3. The defect detection method of the Android dynamic permission application according to claim 1, wherein the step 4.4 includes:

step 4.4.1: for the calling link of the unmarked using method which is left after the step 4.3 is executed, constructing a data flow diagram with the API for checking the dangerous authority as a starting point in the calling link of the using method, extracting all the dangerous authorities checked by the current application, and storing the dangerous authorities in a file CheckedPermisson set;

step 4.4.2: constructing a data flow diagram with an API (application program interface) for requesting dangerous rights as a starting point, extracting all dangerous rights requested by the current application, and storing the dangerous rights in a file request permission set;

step 4.4.3: acquiring dangerous authorities of each use method from a file methodtopermissionmap, storing the dangerous authorities in a file permissionneedledset, comparing the file permissionneedledset with a checkedpermissionsetet, and judging that dangerous authorities required by the use method to be detected are not checked if all the dangerous authorities in the file permissionneedledset are not in the file checkedpermissionsetet, namely, judging that the use method to be detected lacks the detection authorities, and marking the step as a NotChecked;

step 4.4.4: comparing the file Permisson needledSet with the Request dPermisson Set, if the dangerous authority in the file Permisson needledSet does not exist in the set Request dPermisson Set completely, judging that the dangerous authority required by the use method to be detected is not requested, namely, the step that the application authority is lost by the use method to be detected is marked as NotRequested.

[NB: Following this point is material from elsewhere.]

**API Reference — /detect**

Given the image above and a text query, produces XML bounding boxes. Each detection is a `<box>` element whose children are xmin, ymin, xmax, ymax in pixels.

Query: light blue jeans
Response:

4. The defect detection method of the Android dynamic permission application according to claim 1, wherein the step 5 includes:

step 5.1: extracting a configuration file of an application, reading a < use-sdk > tag related to a version number, obtaining a platform version specified by the current application, marking the platform version as an attribute targetSDKVMersion of the application, reading difference data among different versions according to the version number, obtaining evolution data under the current targetSDKVMersion version, and storing an evolution data set in a file Evoltionapp;

step 5.2: traversing all methods in the file methodtopermission map, judging whether each using method and the corresponding authority exist in the file evolutionappingmaps, if so, marking the using method as a method which possibly has dynamic authority version compatibility, and storing the method in the file evolution lists;

step 5.3: traversing the file EvolbacterionMethodLists obtained in the step 5.2, taking the use method of each dangerous authority as an end point, extracting a call link of the dangerous authority use method, constructing a complete data flow diagram, judging whether the attribute targetSDKVMsis is judged in the call link and the data flow diagram, judging whether the currently detected dangerous authority use method falls into a True branch of the attribute building.VERSION.SDK_INT, and judging that the compatibility problem between versions exists in the current application if the current authority use method does not exist or does not fall into the True branch, and marking the compatibility problem as NotCompatible.